My smartphone lights up, I received a message on Snapchat. ‘Hi Maria, this is Tina (name changed), we were at the same school. Do you remember me? Great to see how successful you have become.’ A question mark is swelling in my brain. A classic WTF moment. Of course I knew who Tina was. We were part of each others lives for eight years, even hung with the same group of people. We may not have been all that close, but you don’t just forget someone you knew for a third of your lifetime. I remember her laugh and her characteristic gestures. I’ don’t recall many shared moments, what I remember is more a specific feeling, if that makes sense. Either way, I definitely remember her, and why shouldn’t I?
I think that’s what really surprised me in the message, this little ‘do you still remember me?’. I don’t know, it made me think. OK, I graduated about ten years ago, I left my hometown and live in Berlin now, I have changed my style quite drastically, and am a different person emotionally. I have grown, in many ways. But that doesn’t mean my memory of the past has been wiped out. In many ways I’m still Masha, the girl I used to be. Right?

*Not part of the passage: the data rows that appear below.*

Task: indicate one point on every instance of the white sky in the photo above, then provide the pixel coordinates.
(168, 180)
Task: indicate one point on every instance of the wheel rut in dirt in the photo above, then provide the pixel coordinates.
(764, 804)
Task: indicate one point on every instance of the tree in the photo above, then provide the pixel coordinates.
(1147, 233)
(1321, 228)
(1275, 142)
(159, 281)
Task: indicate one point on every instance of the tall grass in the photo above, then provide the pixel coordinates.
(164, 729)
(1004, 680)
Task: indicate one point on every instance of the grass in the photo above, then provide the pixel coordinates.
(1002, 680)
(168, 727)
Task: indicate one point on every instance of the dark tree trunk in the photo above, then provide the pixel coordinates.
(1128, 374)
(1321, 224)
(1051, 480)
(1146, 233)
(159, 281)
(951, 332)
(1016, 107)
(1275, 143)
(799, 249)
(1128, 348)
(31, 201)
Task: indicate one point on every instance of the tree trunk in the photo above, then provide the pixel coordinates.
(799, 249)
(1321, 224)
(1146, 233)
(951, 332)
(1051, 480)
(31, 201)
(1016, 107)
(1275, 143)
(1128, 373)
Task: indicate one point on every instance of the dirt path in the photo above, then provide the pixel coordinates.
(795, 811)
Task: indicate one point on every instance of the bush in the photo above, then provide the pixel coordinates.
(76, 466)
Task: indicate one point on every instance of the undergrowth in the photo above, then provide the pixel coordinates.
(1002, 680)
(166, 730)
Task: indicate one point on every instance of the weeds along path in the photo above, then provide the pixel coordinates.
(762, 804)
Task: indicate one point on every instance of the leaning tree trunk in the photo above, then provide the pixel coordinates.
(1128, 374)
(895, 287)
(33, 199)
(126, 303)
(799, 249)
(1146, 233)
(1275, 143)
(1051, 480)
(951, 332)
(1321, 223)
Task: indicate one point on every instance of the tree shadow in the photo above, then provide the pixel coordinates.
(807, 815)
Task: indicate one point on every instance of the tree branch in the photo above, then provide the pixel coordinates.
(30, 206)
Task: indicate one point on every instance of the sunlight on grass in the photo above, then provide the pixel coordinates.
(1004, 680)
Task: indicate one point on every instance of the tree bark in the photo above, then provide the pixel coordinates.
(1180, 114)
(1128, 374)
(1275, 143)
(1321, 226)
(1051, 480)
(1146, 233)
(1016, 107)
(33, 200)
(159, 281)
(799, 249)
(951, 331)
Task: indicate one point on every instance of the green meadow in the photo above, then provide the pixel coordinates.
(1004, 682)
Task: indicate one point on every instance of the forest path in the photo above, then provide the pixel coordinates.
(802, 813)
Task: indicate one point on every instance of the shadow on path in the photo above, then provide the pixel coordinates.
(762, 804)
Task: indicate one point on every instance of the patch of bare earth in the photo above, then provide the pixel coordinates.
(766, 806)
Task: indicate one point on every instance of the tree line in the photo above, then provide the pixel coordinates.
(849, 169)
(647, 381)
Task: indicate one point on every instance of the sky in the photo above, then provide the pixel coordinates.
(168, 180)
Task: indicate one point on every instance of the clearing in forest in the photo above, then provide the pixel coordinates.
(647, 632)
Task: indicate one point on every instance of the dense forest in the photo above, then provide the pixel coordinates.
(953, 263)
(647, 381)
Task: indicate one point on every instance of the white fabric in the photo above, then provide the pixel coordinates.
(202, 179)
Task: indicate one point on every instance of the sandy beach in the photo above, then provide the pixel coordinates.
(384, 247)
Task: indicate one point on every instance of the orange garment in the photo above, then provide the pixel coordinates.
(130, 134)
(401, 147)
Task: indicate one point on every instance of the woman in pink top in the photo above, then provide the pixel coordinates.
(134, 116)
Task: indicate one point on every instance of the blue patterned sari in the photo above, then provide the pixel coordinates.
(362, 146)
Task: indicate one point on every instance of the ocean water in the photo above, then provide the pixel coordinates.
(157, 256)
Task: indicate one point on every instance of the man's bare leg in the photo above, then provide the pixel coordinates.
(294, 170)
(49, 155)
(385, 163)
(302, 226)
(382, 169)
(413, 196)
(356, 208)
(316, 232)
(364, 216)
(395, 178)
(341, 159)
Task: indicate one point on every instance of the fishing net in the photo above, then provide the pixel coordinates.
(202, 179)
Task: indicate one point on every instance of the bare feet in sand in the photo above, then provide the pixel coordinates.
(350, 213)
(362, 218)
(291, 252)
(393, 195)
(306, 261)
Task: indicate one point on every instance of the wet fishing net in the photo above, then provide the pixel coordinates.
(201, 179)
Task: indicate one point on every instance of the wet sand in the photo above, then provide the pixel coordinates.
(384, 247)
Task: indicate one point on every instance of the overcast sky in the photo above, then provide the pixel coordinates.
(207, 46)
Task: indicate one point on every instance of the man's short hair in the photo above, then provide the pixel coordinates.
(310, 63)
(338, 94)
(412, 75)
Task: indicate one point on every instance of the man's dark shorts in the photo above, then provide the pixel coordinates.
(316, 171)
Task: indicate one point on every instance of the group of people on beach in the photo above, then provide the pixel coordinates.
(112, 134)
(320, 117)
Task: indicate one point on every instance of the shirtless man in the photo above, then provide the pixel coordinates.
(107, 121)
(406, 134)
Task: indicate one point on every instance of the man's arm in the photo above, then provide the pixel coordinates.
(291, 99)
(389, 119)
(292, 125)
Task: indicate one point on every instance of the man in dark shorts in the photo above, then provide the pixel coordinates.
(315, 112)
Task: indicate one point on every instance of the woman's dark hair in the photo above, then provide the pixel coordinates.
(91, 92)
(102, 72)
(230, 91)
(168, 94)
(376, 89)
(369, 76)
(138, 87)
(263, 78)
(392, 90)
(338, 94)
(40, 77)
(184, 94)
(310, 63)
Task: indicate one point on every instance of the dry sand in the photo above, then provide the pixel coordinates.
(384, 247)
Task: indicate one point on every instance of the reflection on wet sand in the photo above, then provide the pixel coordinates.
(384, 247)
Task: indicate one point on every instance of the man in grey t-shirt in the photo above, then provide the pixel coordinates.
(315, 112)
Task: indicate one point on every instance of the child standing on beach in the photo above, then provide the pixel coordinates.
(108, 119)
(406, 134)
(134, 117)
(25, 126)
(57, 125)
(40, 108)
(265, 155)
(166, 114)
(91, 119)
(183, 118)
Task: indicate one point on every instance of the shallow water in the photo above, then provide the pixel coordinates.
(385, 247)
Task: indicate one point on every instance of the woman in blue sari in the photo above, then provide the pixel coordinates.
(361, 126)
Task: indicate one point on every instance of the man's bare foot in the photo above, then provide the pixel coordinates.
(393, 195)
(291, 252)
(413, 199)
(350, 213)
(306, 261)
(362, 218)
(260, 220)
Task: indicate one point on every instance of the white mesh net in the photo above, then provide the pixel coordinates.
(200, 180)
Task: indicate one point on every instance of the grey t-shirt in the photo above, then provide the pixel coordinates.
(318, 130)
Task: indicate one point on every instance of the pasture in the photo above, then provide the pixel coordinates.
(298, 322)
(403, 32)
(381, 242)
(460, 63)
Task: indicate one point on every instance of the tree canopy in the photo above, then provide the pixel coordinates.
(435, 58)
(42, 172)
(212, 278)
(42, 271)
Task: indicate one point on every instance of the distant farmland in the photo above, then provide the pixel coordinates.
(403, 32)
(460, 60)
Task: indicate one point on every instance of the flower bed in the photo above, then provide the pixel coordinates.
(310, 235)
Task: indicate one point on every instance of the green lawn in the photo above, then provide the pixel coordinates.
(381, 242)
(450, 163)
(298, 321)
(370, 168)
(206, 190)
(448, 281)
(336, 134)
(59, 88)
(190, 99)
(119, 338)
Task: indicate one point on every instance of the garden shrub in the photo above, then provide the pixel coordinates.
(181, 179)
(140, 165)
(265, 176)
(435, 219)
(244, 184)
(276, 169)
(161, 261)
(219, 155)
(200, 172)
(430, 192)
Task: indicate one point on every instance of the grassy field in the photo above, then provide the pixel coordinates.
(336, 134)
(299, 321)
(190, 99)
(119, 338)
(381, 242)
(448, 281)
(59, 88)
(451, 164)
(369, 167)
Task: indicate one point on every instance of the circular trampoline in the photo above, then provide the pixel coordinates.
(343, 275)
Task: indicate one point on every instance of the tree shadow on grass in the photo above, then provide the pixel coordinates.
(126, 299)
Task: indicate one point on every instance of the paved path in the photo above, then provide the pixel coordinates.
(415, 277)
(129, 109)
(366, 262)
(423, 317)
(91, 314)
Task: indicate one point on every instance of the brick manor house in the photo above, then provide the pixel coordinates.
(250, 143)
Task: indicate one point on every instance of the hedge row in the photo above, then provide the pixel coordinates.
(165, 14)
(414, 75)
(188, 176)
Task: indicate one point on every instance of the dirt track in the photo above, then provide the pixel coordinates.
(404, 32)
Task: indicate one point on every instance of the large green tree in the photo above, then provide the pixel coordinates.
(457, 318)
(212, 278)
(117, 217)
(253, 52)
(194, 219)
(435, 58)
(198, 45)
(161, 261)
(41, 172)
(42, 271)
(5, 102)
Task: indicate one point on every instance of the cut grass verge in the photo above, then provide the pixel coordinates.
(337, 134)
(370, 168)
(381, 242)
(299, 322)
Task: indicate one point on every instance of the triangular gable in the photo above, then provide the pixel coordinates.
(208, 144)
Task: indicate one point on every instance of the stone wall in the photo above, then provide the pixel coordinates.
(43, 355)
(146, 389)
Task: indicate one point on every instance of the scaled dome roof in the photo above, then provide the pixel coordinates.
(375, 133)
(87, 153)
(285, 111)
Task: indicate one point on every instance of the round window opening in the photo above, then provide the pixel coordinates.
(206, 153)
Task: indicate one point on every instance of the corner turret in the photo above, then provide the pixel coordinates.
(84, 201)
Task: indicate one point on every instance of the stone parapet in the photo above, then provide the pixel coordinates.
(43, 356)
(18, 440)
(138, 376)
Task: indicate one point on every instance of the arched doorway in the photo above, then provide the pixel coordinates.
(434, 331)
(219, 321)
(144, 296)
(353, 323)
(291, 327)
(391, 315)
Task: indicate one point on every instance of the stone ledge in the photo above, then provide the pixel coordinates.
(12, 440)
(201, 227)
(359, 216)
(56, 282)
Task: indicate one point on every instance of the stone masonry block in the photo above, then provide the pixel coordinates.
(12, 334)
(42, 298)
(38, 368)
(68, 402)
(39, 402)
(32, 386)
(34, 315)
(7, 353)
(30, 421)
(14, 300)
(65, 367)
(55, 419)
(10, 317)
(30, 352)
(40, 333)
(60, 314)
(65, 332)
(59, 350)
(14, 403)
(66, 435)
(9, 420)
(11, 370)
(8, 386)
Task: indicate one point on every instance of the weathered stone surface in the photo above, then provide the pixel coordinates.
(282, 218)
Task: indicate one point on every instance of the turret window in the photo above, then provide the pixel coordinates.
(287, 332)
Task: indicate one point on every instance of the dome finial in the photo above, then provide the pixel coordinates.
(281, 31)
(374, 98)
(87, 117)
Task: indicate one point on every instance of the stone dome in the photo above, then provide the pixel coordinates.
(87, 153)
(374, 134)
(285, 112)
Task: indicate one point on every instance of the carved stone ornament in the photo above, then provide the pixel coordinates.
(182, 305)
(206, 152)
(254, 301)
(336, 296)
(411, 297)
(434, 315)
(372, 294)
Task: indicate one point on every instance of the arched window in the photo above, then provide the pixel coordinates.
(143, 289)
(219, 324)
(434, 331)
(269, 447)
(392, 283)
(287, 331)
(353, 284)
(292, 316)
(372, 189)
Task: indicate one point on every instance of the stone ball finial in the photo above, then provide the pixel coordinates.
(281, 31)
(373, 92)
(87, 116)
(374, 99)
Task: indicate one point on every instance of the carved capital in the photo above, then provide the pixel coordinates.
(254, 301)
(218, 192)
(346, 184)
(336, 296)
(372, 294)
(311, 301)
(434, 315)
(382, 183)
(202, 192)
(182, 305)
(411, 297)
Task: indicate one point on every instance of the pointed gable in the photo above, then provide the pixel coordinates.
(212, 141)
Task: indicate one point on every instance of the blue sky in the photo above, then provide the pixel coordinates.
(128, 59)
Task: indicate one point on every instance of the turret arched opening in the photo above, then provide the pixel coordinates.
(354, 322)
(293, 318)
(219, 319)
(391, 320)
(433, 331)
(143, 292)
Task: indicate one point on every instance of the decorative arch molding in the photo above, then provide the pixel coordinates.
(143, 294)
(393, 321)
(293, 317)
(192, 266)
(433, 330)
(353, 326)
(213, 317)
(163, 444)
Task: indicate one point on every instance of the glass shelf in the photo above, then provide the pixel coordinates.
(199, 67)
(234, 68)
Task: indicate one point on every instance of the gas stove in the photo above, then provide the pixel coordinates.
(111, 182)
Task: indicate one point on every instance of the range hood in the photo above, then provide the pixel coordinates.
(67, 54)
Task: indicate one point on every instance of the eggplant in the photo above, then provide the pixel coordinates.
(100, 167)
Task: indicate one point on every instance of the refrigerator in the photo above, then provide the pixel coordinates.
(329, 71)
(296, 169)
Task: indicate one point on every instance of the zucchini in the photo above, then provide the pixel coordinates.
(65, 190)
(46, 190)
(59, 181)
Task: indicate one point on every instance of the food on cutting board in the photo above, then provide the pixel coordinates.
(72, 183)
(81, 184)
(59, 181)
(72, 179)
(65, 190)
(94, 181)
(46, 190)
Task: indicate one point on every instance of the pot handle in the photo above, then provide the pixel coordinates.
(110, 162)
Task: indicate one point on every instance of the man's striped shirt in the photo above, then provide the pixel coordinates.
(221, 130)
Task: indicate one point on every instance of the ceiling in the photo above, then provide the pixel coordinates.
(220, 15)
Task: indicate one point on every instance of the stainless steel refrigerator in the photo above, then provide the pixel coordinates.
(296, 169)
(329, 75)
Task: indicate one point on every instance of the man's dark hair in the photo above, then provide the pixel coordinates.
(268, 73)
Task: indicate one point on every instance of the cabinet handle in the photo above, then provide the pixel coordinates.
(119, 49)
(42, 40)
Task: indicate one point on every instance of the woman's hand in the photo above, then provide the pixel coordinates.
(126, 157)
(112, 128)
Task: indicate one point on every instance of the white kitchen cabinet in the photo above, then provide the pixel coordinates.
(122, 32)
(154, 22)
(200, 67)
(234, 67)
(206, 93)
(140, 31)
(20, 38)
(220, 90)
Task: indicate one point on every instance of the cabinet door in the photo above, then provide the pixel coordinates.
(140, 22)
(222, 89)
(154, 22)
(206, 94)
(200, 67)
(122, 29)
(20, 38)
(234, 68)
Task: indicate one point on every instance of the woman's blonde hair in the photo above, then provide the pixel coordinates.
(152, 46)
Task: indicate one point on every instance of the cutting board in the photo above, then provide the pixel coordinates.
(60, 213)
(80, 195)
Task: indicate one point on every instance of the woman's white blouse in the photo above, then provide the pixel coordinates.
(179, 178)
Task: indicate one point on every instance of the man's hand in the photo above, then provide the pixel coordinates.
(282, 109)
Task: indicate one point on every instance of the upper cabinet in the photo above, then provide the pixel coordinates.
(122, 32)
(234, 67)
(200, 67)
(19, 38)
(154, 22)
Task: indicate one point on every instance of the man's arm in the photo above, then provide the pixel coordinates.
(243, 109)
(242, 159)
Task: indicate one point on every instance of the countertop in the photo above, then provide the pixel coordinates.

I think the situation hints at a common misunderstanding. I somehow became a public figure, and it seems that many people think that I must have turned into a different person in the process. They see me through different eyes, they have a perspective I personally lack. That’s actually quite a common phenomenon for people in the public eye: your own perception of yourself and how other people see you start to drift apart. In other words, I don’t see myself the way you see me.
The distance that my classmate Tina perceives does not exist from my point of view. I am not that different from her, after all, and I really don’t see the point in elevating myself to an imaginary pedestal – that would only make it more difficult to communicate on eye-level with everyone around me. I sometimes feel uneasy in groups in which I’m tagged ‘Masha, the successful blogger’. The reason is that this projection makes me want to live up to the expectations in me, and that creates pressure. I don’t want to disappoint anyone’s high expectations in me, so I try to be my best self, which can be quite exhausting at times. The truth is of course that I’m not only ‘Mash the successful blogger’, I am also Masha who is sometimes insecure, exhausted, spaced out or absent-minded. Sometimes I am Masha, the girl who prefers to listen instead of talking. I don’t want to be tied down by expectations. This dynamic is a reason why celebrities are often in relationships with other celebrities, and why really big stars often feel so lonely. Every day they face this big gulf between how they seem themselves and how their environment reacts to them. Ultimately, what they want is to be seen as who they are, and they will always prefer genuine emotions to smoke and mirrors.
They long for someone that let’s them be who they are, someone who does not expect them to live up to any preconceived image. I know many young women that are very well known – and very lonely. Even if it sounds like a hollow phrase, but there’s no way around this simple fact of life: at the end of the day we’re all just human beings. No more, and no less.